いつもあなたのそばで 頼れる金融機関です

マーケットコラム(2021年4月5日号)

5日の日経平均株価は、前日比235.25円高の30,089.25円となり3日続伸。先週末に発表された米国雇用統計において、非農業部門の雇用者数の伸びが91.6万人増(前回46.8万人増)と、市場予想の66.0万人増を大きく上回り、米国の景気回復期待が高まったことで、海運や鉄鋼、半導体関連など景気敏感株や米国金利上昇を受けて金融株の上昇が目立った。業種別騰落率は、海運業が+5.52%となり上昇率首位。次いで証券商品先物が+2.65%、銀行が+2.55%になった。一方、下落した業種は、精密機器とサービス業が-0.49%になり下落率首位。次いで機械が-0.04%になった。日経ジャスダック平均は+0.29%となり続伸。マザーズ指数は+0.09%となり5日続伸した。

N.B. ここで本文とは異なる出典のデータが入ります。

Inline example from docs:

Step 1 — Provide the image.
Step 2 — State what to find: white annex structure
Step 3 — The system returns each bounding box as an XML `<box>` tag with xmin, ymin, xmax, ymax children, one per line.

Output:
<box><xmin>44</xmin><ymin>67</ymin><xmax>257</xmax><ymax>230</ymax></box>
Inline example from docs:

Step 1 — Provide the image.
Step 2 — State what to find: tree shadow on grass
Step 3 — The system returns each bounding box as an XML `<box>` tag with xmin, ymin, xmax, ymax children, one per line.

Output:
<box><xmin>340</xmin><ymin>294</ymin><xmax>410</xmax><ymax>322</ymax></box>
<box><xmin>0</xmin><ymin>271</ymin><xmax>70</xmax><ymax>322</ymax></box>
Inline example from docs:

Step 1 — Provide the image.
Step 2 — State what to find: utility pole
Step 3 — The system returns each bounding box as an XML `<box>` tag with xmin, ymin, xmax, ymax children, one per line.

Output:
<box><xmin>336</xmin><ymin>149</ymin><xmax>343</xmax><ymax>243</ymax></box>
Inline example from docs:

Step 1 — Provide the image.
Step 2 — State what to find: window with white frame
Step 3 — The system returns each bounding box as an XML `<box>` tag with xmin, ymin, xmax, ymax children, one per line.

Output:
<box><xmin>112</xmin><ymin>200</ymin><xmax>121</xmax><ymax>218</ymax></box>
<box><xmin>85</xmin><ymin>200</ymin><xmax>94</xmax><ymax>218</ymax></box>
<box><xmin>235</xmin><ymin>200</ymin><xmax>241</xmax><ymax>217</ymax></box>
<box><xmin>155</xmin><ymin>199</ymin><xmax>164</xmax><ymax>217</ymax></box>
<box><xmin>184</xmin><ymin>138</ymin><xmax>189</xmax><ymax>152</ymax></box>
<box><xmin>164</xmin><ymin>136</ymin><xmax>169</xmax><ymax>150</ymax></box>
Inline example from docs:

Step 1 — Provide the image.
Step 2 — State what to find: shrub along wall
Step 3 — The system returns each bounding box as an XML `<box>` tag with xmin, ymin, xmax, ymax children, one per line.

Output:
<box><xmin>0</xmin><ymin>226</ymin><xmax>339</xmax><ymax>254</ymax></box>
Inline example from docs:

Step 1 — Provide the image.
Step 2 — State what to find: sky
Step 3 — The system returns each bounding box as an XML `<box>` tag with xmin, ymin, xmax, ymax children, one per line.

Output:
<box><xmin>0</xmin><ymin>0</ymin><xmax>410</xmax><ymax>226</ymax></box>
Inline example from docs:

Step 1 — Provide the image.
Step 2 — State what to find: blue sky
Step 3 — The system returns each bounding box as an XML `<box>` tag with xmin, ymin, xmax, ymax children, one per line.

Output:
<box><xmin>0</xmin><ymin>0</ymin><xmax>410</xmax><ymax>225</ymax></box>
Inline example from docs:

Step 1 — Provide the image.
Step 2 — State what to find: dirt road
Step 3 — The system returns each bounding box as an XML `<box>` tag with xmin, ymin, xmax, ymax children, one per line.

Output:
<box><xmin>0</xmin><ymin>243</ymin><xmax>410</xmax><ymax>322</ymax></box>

先週に引き続き、今日も東京エレクトロン(8035)やアドバンテスト(6857)、SCREEN HD(7735)、レーザーテック(6920)など半導体関連銘柄の上昇が目立った。メモリ大手の米マイクロンの12-2月期決算は、売上、利益ともに会社計画を大きく上回って着地。データセンターやPC、スマホ、自動車など複数の市場向けにメモリの需要が想定を上回った。DRAMは深刻な供給不足になっており、販売価格が上昇。DRAMの需給は年間を通じてさらに引き締まっていく見通しを示しており、今後も業績拡大が続くことが見込まれる。

東京エレクトロンなど向けに、半導体製造装置向け金属部品の加工を行っているマルマエ(6264)が発表した21年8月期2Q累計決算は、前年同期比13.9%増収、16.2%営業増益。メモリ向けの受注が急回復し、ロジックファウンドリ、ロジックも投資が拡大。大口顧客の東京エレクトロンからの注文は過去最高水準になっており、通期計画を上方修正。通期で半導体製造装置向け部品加工の売上は、過去最高を更新する見込み。半導体企業や半導体製造装置関連企業の業績は、半導体需要の高まりに伴い当面好調に推移することが見込まれ、株価も上昇基調が継続するものと思われる。